Casper ruled that with respect to the allegation of inadequate screening, [plaintiff Jane] Doe presents no evidence that Defendants did not properly screen [au pair Julian] Reyes or that through [defendant] Cultural Care’s screening process, there was any indication that Reyes had any propensity for or had ever engaged in any abusive behavior.
“Doe also alleges Cultural Care failed to conduct a criminal background search. The record shows that this allegation is not true; Cultural Care conducted a background check which revealed that Reyes had no criminal record. …

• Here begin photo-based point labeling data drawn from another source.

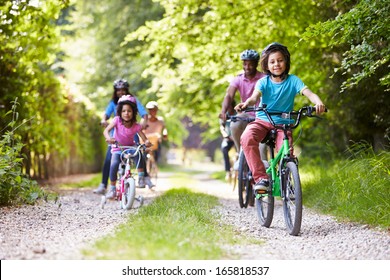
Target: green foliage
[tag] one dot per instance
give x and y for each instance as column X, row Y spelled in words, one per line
column 356, row 189
column 179, row 225
column 15, row 187
column 364, row 30
column 194, row 50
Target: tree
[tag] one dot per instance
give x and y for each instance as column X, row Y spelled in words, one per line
column 359, row 41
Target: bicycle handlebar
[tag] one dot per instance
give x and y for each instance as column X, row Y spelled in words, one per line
column 306, row 111
column 131, row 148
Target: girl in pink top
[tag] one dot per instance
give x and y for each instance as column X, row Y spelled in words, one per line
column 126, row 127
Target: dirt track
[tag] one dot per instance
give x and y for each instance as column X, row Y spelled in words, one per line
column 61, row 230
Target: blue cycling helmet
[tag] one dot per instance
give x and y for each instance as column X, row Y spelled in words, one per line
column 121, row 83
column 271, row 48
column 250, row 55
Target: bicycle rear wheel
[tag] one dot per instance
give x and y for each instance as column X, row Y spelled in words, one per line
column 129, row 194
column 152, row 167
column 292, row 198
column 245, row 193
column 265, row 206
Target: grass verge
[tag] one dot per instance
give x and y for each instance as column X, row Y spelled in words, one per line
column 177, row 225
column 355, row 190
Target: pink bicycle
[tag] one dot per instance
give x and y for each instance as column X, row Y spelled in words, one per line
column 125, row 187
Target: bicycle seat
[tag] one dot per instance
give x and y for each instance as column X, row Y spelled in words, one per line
column 270, row 137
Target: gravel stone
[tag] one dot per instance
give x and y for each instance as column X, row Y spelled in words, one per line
column 59, row 231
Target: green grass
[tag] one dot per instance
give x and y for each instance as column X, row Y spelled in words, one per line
column 356, row 189
column 177, row 225
column 94, row 181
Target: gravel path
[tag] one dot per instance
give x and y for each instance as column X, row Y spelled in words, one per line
column 61, row 230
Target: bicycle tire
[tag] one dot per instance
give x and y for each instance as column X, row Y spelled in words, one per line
column 292, row 198
column 128, row 195
column 244, row 182
column 265, row 205
column 152, row 168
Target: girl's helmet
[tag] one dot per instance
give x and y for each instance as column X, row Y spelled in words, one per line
column 121, row 83
column 250, row 55
column 271, row 48
column 126, row 99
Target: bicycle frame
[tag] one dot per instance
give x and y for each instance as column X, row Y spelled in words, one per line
column 273, row 162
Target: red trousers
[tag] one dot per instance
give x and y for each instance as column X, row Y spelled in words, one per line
column 253, row 134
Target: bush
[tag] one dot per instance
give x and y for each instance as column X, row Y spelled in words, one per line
column 15, row 187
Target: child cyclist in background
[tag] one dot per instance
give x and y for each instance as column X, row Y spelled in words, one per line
column 126, row 127
column 278, row 91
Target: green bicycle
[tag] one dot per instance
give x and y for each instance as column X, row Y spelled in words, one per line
column 283, row 173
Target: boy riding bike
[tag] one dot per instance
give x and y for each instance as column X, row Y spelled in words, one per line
column 278, row 91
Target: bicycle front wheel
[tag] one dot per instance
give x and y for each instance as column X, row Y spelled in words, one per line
column 292, row 198
column 265, row 206
column 129, row 194
column 245, row 192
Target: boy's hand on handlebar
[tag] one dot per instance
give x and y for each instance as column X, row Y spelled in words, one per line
column 222, row 116
column 104, row 123
column 111, row 140
column 239, row 107
column 320, row 108
column 148, row 144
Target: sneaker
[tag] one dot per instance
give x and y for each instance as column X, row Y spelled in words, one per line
column 228, row 176
column 236, row 165
column 261, row 186
column 101, row 189
column 141, row 182
column 111, row 193
column 148, row 182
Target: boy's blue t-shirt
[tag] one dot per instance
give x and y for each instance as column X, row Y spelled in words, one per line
column 279, row 97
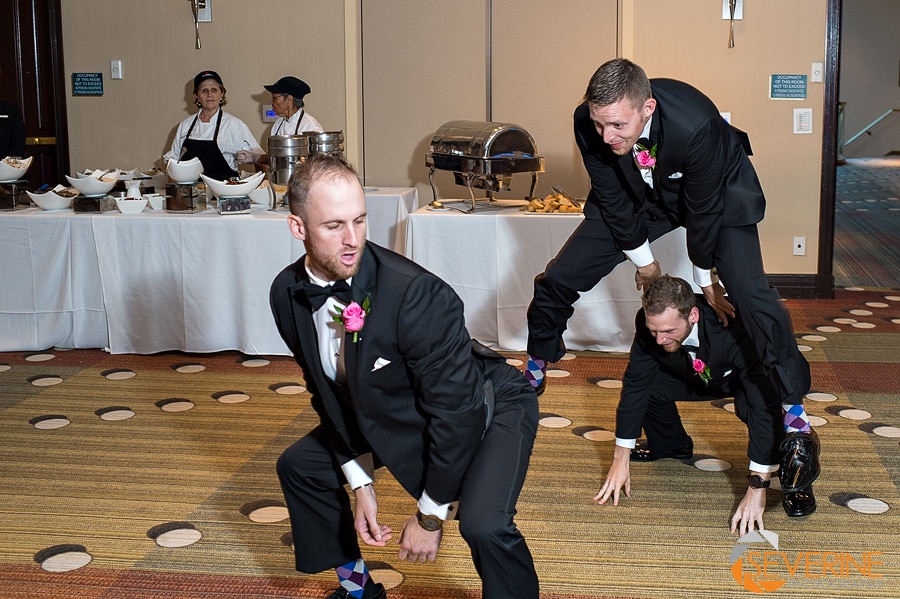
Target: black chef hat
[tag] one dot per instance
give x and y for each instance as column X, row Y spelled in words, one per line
column 203, row 75
column 289, row 85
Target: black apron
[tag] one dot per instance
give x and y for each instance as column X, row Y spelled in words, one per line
column 214, row 164
column 296, row 129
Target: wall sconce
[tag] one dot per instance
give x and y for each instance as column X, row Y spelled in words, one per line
column 202, row 13
column 732, row 10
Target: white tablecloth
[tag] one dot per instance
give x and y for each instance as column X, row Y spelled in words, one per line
column 156, row 281
column 490, row 257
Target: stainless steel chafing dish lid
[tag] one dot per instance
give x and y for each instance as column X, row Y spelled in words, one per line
column 483, row 148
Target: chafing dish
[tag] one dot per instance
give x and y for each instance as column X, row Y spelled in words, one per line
column 483, row 155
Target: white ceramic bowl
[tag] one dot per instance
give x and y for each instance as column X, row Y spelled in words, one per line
column 155, row 200
column 92, row 186
column 9, row 172
column 184, row 171
column 260, row 195
column 131, row 205
column 222, row 189
column 50, row 200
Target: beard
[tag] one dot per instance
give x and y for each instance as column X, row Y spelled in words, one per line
column 331, row 266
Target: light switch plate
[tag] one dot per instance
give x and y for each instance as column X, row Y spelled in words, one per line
column 802, row 121
column 726, row 11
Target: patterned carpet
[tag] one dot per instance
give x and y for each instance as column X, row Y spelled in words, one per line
column 153, row 476
column 867, row 223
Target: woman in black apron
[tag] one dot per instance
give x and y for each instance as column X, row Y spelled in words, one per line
column 209, row 95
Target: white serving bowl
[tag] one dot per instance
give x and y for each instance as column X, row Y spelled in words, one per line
column 261, row 195
column 49, row 200
column 131, row 205
column 184, row 171
column 221, row 189
column 8, row 172
column 92, row 186
column 155, row 200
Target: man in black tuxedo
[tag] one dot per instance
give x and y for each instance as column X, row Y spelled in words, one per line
column 682, row 352
column 396, row 382
column 660, row 156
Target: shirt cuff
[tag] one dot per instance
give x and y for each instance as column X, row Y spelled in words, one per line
column 359, row 472
column 705, row 277
column 640, row 256
column 445, row 511
column 754, row 467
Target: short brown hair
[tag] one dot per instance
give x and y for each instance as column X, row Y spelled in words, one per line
column 315, row 168
column 668, row 292
column 617, row 79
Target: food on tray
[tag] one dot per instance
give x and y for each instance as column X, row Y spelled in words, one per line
column 552, row 203
column 14, row 162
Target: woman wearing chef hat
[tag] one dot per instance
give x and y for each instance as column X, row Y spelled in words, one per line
column 212, row 135
column 287, row 102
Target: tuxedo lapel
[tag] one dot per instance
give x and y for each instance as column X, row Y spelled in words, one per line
column 309, row 346
column 362, row 287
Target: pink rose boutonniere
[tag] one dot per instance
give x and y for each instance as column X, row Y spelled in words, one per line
column 645, row 157
column 702, row 370
column 353, row 317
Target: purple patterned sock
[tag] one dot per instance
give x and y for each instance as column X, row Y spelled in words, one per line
column 353, row 576
column 535, row 371
column 795, row 418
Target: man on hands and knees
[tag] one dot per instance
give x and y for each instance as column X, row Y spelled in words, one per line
column 396, row 382
column 681, row 352
column 660, row 156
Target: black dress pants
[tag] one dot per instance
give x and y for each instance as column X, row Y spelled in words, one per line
column 322, row 519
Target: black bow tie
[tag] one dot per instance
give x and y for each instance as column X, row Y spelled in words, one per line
column 316, row 294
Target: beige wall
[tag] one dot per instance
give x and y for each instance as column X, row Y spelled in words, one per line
column 249, row 44
column 390, row 72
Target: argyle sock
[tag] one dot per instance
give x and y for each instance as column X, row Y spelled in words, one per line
column 535, row 371
column 353, row 576
column 795, row 418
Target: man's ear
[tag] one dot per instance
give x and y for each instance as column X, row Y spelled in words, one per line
column 297, row 226
column 694, row 316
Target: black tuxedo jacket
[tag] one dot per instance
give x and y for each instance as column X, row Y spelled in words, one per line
column 416, row 380
column 703, row 179
column 735, row 370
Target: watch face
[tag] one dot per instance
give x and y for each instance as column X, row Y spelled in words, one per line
column 430, row 523
column 758, row 483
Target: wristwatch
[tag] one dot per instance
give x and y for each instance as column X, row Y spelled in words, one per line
column 757, row 482
column 429, row 522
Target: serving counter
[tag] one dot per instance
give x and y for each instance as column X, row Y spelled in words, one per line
column 490, row 257
column 156, row 281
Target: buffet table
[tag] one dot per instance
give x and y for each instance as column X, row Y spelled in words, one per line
column 490, row 257
column 156, row 281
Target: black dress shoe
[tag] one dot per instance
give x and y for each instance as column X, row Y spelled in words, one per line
column 799, row 461
column 799, row 503
column 641, row 453
column 374, row 591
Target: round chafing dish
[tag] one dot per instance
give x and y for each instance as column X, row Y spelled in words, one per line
column 483, row 154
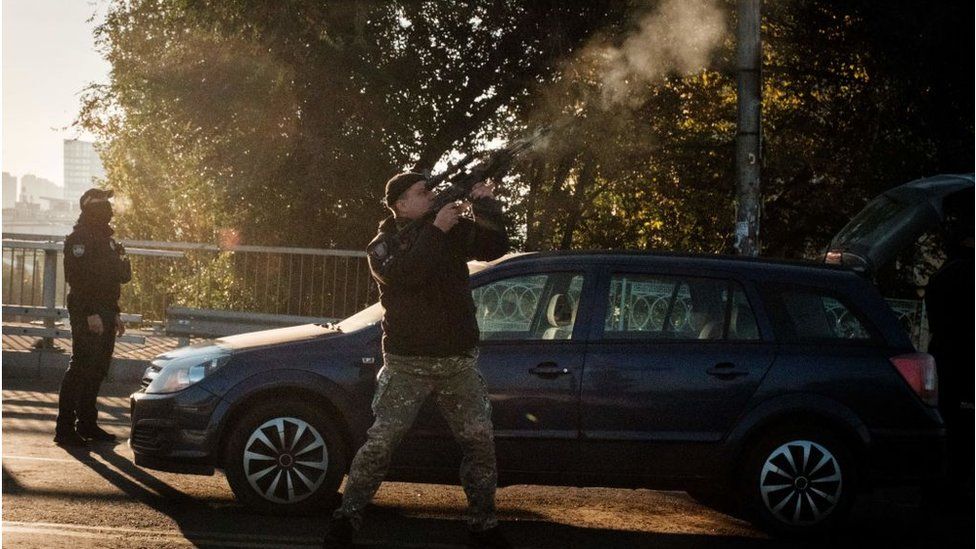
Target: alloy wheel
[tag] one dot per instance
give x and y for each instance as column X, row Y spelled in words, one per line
column 285, row 460
column 801, row 483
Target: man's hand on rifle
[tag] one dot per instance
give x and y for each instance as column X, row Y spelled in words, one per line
column 447, row 216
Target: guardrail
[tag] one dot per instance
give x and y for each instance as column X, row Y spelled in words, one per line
column 303, row 282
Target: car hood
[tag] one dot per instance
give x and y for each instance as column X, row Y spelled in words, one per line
column 893, row 220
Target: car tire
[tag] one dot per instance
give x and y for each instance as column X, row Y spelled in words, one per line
column 798, row 482
column 285, row 458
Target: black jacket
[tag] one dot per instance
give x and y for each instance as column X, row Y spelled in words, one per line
column 95, row 267
column 423, row 280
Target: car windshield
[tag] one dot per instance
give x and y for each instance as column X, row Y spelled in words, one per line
column 374, row 313
column 875, row 218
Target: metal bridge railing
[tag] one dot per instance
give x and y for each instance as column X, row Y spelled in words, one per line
column 259, row 279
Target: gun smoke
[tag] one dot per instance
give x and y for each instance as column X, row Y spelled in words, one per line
column 677, row 37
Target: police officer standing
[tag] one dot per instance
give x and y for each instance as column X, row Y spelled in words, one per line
column 95, row 267
column 430, row 338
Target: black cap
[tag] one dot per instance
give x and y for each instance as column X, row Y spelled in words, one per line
column 95, row 194
column 399, row 183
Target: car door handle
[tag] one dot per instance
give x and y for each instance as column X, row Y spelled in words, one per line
column 549, row 370
column 726, row 370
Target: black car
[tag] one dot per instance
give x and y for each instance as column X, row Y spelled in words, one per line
column 792, row 385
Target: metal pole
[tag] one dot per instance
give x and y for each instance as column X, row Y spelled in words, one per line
column 748, row 157
column 49, row 291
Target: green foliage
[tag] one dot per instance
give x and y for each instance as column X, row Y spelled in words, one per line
column 281, row 121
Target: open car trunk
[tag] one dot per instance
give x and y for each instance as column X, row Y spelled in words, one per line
column 895, row 219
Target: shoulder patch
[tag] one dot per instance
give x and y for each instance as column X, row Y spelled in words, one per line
column 378, row 250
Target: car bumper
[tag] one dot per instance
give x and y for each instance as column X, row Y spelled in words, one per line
column 899, row 457
column 172, row 432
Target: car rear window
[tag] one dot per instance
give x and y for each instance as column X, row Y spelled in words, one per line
column 815, row 315
column 642, row 306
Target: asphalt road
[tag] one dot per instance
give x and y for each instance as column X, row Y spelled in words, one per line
column 99, row 498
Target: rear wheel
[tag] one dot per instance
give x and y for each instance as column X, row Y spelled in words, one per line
column 799, row 482
column 285, row 457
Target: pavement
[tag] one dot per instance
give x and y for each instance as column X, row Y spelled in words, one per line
column 98, row 497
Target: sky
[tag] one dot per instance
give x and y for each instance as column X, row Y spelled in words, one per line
column 49, row 57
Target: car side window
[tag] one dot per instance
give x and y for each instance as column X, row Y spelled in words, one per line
column 677, row 308
column 815, row 315
column 742, row 320
column 529, row 307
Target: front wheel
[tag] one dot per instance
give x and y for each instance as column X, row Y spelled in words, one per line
column 799, row 483
column 284, row 457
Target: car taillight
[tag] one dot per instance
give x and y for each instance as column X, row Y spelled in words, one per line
column 918, row 370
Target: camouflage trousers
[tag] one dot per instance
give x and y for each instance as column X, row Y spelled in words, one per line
column 403, row 384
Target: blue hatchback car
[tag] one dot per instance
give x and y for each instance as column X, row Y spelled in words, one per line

“… The failure to provide Doe with the other host family’s information or failing to inform Doe that Reyes had been discharged by two prior host families simply does not demonstrate the requisite indifference or ‘the want of even scant care’ … required to establish gross negligence. …The same is true as to the Defendants’ alleged failure to inform Doe that Reyes was a smoker or drinker prior to hiring him.
… Nor could a jury conclude that it was reasonably foreseeable — i.e., that Defendants knew or should have known — that John Doe would be abused as a result of Defendants’ conduct and that Defendants were therefore grossly negligent in placing Reyes in, and not removing him earlier, from Doe’s residence. …
“… The amended complaint alleges that Defendants violated ch. 93A by ‘engaging in a pattern and practice of inadequate screening, concealing problems with au pairs and making knowing or willful misrepresentations concerning the circumstances surrounding the separation of au pairs from prior host families,’ … but as explained above, Doe has failed to show that Defendants’ conduct including the alleged misrepresentations or omissions caused the harm allegedly suffered by John Doe. Summary judgment is therefore granted in Defendants’ favor as to Count V.”
The case is Doe v. Cultural Care, Inc., et al. (Lawyers Weekly No. 02-294-11) (21 pages) (Casper, J.) (USDC) (Civil Action No. 10-11426-DJC) (Oct. 7, 2011).